BILAN ACTUEL DES MESURES D’URGENCE
Après plus de 20 mois d’exercice, les mesures d’urgence décrétées par le gouvernement ont permis au Québec de se positionner favorablement, sur la scène canadienne et internationale, eu égard à l’endiguement des vagues successives de la pandémie, même si la science et l’expertise de la santé publique ont parfois montré des limites importantes. Pensons aux premiers dénigrements du port du couvre-visage par la santé publique qui s’est par la suite ravisée pour l’imposer, ou encore aux récents rapports d’enquête accablants qui ont conclu à l’angle mort de la santé publique sur les risques en CHSLD. Certains diront que ces aléas sont ceux de toute action politique. Toutefois, ces conditions ont mené à de réels problèmes, voire à des drames, qui ne sauraient être minimisés.
Après une période d’adaptation, le système parlementaire s’est ajusté et fait montre aujourd’hui d’une démocratie plus active où l’opposition peut à nouveau jouer son rôle. L’arrivée et l’élargissement de la vaccination ont permis d’alléger les mesures les plus contraignantes. La « liberté d’expression » des citoyens a retrouvé sa voix jusque dans la rue, tant et aussi longtemps que n’est pas mise en péril la sécurité des autres, comme le dicte l’équilibre délicat qu’il faut toujours rechercher entre libertés individuelles et libertés collectives.
Que nous réserve la suite?

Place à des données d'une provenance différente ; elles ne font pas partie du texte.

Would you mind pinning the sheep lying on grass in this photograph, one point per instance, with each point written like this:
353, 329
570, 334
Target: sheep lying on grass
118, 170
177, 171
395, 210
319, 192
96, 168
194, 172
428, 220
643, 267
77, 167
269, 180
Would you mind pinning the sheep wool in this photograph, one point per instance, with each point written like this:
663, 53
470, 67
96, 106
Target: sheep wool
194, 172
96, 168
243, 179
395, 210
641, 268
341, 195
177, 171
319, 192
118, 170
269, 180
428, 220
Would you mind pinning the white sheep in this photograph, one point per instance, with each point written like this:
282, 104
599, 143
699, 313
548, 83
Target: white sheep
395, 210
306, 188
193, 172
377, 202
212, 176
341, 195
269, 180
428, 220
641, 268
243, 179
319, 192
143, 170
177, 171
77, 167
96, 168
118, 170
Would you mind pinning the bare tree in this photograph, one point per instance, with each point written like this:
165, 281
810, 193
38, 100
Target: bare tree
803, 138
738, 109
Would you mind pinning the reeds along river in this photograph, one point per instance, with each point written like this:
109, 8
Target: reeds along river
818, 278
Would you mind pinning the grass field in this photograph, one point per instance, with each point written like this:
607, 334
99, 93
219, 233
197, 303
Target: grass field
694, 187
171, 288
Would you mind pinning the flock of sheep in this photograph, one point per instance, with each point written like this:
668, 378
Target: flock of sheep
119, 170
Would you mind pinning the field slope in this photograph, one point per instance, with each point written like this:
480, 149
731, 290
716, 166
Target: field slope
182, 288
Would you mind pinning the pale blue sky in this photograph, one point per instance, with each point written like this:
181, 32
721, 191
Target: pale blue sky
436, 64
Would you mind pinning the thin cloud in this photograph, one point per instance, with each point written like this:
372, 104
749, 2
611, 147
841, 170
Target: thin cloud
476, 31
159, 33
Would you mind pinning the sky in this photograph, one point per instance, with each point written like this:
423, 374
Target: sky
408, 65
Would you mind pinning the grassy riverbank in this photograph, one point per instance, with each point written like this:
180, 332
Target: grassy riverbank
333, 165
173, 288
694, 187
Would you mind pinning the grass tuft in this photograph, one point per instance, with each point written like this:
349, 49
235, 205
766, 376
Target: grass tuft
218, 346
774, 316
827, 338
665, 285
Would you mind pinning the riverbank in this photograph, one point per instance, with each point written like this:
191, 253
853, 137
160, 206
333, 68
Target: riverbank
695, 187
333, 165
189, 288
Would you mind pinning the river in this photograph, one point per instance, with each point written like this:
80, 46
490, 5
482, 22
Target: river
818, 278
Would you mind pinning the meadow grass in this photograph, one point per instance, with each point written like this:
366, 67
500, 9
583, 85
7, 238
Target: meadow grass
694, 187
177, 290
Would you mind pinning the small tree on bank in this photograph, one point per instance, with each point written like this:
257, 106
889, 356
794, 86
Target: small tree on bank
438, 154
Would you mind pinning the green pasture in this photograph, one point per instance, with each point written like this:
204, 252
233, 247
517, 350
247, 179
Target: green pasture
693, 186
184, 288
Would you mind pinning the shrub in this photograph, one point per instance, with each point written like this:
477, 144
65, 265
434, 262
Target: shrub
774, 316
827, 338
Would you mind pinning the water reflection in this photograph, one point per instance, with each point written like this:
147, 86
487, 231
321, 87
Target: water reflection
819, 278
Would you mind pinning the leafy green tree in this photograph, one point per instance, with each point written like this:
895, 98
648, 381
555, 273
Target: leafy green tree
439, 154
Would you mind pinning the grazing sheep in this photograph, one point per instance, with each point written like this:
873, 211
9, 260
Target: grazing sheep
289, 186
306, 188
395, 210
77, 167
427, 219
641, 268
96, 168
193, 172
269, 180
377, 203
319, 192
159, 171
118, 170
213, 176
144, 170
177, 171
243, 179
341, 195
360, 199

Il ne fait pas de doute que l’état d’urgence sanitaire s’étire bien au-delà de ce que chacun pourrait souhaiter. L’arrimage entre science et politique doit être constamment renouvelé, voire remis en question. Sans doute, le positionnement de l’expertise de santé publique pourrait-il être renforcé pour assurer une plus grande confiance de la population dans la prise de décision. Sans faire la guerre à l’urgence… sanitaire, vaut mieux s’armer de… santé publique!
1. Ce texte synthétise les idées de l’article des mêmes auteures paru en mai 2021 dans la Revue juridique Thémis, vol. 55 no 1, p. 233-279, sous le titre : « L’état d’urgence sanitaire au Québec : un régime de guerre ou de santé publique? ».
2. Loi sur la santé publique, RLRQ c. S-2.2, art. 118 à 130.
3. Raymond Massé, Éthique et santé publique. Enjeux, valeurs et normativités, Les Presses de l’Université Laval, 2003, p. 140-142.